Wohnungs- und Hauseigentümer können ihre Grundsteuerfälle ab sofort mit Verweis auf die umstrittene und möglicherweise veraltete Bemessungsgrundlage für die Kommunalabgabe offenhalten.

Die Finanzämter gehen nämlich jetzt wie folgt vor:

  • Einsprüche, die sich gegen die Einheitswertfeststellung oder den Grundsteuermessbescheid richten, können ruhen, sofern sie sich auf die beim BVerfG anhängige Verfassungsbeschwerde beziehen, die gegen ein Urteil des BFH vom 30. 6. 2010 eingelegt worden ist. Die Finanzverwaltung gewährt jedoch keine Aussetzung der Vollziehung, so dass die Grundsteuer zunächst einmal trotz ruhendem Einspruchsverfahren weiter in unveränderter Höhe bezahlt werden muss.
  • Anträge auf Aufhebung der Einheitswerte oder Grundsteuermessbeträge werden mit Zustimmung des Antragstellers ausgesetzt. Das hat den Vorteil, dass die Verjährung dieser Festsetzungen bis zur Entscheidung gehemmt wird. Besteht der Hausbesitzer jedoch auf einer sofortigen Entscheidung über seinen Antrag, wird dieser abgelehnt und ein anschließend gegen die Ablehnung gerichteter Einspruch ruht dann ebenfalls.

Für Immobilieneigentümer kann sich das Aufspringen auf Prozesse Dritter durch einen Einspruch mit Verweis auf das anhängige Verfahren lohnen, zumal bei Angabe des Aktenzeichens des Musterverfahrens vorm BVerfG keine eigene Begründung des Rechtsbehelfs erforderlich ist. Bei positivem Ausgang besteht die Aussicht auf eine Rückzahlung von zu viel bezahlter Grundsteuer. Ein Nachteil kann den Immobilieneigentümern nicht entstehen, da im Fall der sogenannten Verböserung eine Rücknahme des Einspruchs in Frage kommt.

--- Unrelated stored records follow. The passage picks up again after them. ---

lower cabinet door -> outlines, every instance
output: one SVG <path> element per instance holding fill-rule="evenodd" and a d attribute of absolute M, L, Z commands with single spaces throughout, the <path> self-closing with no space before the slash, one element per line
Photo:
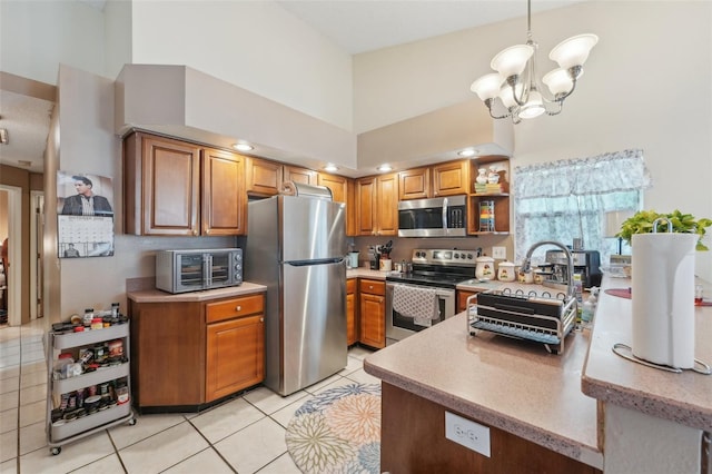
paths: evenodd
<path fill-rule="evenodd" d="M 360 342 L 375 348 L 386 347 L 386 298 L 360 295 Z"/>
<path fill-rule="evenodd" d="M 264 378 L 263 315 L 208 325 L 206 402 L 259 384 Z"/>

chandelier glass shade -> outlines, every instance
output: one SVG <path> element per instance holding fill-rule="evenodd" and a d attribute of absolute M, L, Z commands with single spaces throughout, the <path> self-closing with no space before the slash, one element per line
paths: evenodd
<path fill-rule="evenodd" d="M 511 117 L 514 124 L 518 124 L 522 119 L 543 113 L 561 113 L 564 99 L 573 93 L 589 53 L 599 42 L 595 34 L 577 34 L 552 49 L 548 58 L 558 68 L 541 79 L 546 86 L 544 89 L 536 72 L 538 46 L 532 39 L 531 0 L 527 0 L 527 38 L 526 45 L 512 46 L 498 52 L 490 65 L 496 72 L 481 77 L 469 87 L 485 102 L 492 118 Z M 496 113 L 495 108 L 503 111 Z"/>

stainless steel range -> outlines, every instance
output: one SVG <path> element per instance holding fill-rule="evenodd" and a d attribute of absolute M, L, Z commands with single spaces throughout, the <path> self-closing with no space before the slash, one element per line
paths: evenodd
<path fill-rule="evenodd" d="M 481 249 L 415 249 L 412 271 L 386 276 L 386 344 L 455 315 L 455 286 L 475 277 Z"/>

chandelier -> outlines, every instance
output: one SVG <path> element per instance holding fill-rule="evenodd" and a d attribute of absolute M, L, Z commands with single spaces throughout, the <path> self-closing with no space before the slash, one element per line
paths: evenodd
<path fill-rule="evenodd" d="M 490 65 L 497 72 L 481 77 L 469 87 L 485 102 L 494 119 L 512 117 L 512 121 L 518 124 L 522 119 L 542 113 L 561 113 L 564 99 L 573 93 L 576 81 L 583 75 L 583 63 L 589 59 L 589 52 L 599 42 L 595 34 L 577 34 L 552 49 L 548 58 L 557 62 L 558 68 L 542 78 L 548 88 L 545 92 L 536 76 L 538 45 L 532 39 L 532 0 L 527 0 L 526 27 L 526 45 L 500 51 Z M 497 98 L 506 109 L 502 115 L 495 115 L 492 110 Z"/>

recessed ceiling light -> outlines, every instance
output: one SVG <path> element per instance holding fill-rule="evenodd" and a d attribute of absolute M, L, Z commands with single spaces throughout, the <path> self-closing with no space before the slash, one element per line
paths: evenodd
<path fill-rule="evenodd" d="M 465 158 L 474 157 L 475 155 L 477 155 L 477 150 L 475 150 L 474 148 L 465 148 L 464 150 L 457 152 L 457 155 Z"/>
<path fill-rule="evenodd" d="M 249 151 L 255 149 L 255 147 L 249 144 L 233 144 L 233 148 L 235 148 L 237 151 Z"/>

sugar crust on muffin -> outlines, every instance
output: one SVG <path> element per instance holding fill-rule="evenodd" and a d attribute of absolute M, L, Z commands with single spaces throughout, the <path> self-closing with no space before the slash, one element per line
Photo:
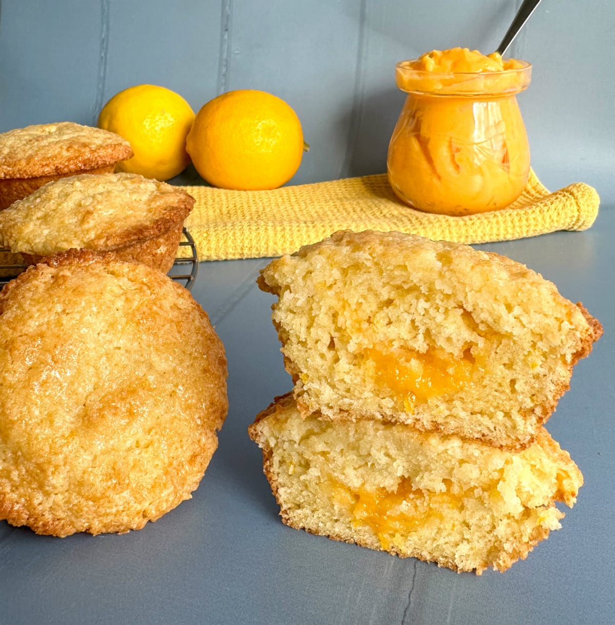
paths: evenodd
<path fill-rule="evenodd" d="M 48 256 L 110 251 L 181 229 L 194 204 L 183 189 L 136 174 L 60 178 L 0 212 L 0 244 Z"/>
<path fill-rule="evenodd" d="M 70 251 L 0 292 L 0 518 L 142 528 L 198 486 L 228 410 L 224 348 L 189 291 Z"/>
<path fill-rule="evenodd" d="M 69 121 L 38 124 L 0 134 L 0 179 L 76 172 L 132 155 L 128 141 L 107 130 Z"/>
<path fill-rule="evenodd" d="M 399 232 L 339 232 L 258 280 L 299 409 L 520 449 L 602 333 L 520 263 Z"/>

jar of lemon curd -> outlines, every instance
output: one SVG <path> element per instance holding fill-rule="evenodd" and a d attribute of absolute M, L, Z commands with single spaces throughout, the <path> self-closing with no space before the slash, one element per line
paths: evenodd
<path fill-rule="evenodd" d="M 398 63 L 396 82 L 408 97 L 387 158 L 396 194 L 414 208 L 446 215 L 514 201 L 529 173 L 516 94 L 531 71 L 526 61 L 467 48 Z"/>

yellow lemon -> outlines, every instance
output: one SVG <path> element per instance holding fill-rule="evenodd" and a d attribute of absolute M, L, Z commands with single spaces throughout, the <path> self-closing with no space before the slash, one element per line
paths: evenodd
<path fill-rule="evenodd" d="M 196 114 L 186 149 L 196 171 L 222 189 L 276 189 L 299 169 L 301 124 L 284 100 L 240 89 L 214 98 Z"/>
<path fill-rule="evenodd" d="M 120 171 L 168 180 L 190 159 L 186 137 L 194 112 L 181 96 L 164 87 L 139 84 L 114 96 L 102 108 L 98 127 L 130 142 L 134 156 L 118 164 Z"/>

Das Ruhenlassen des Verfahrens birgt also kein Risiko.

Hintergrund für die Verfassungsbeschwerde ist, dass für die Festsetzung der Grundsteuer immer noch die Einheitswerte aus dem Jahr 1964 und in den neuen ostdeutschen Bundesländern sogar die Wertverhältnisse von 1935 herangezogen werden. Damit basiert die Bemessungsgrundlage auf mindestens über 40 Jahre alte Daten. Diese Regelung hat der BFH in zwei Urteilen für Festsetzungen nach dem 01.01.2007 als verfassungsrechtlich höchst zweifelhaft eingestuft, weil die Berechnung nicht mehr mit dem allgemeinen Gleichheitssatz im Grundgesetz vereinbar ist. Insoweit ist eine allgemeine Neubewertung von Grundstücken erforderlich.

Das BVerfG hat bereits zuvor die nicht realitätsgerechten Preise beim Einheitswert bemängelt. Das führte dazu, dass die Einheitswerte für die Erbschaft- und Schenkungsteuer bereits 1996 abgeschafft wurden und inzwischen durch marktgerechtere Ermittlungsmethoden ersetzt worden sind. Keine Anpassung gab es hingegen bei der Grundsteuer. Hier werden die Einheitswerte von 1958 unverändert weiter als Bemessungsgrundlage herangezogen. Zwar sind für die Grundsteuer auch die von den Gemeinden festgesetzten Hebesätze maßgebend. Doch auch innerhalb eines Gemeindegebiets kann es zu deutlich unterschiedlichen Wertverhältnisse kommen, die nicht im Einheitswert berücksichtigt werden. Für neue Gebäude ist z.B. ein Vergleich mit den Herstellungskosten von vor mehr als 40 Jahren bestehenden, entsprechenden Gebäuden nicht möglich. Die durchgeführte Schätzung des damaligen Kaufpreises führt nur zu mehr oder minder richtigen Näherungswerten.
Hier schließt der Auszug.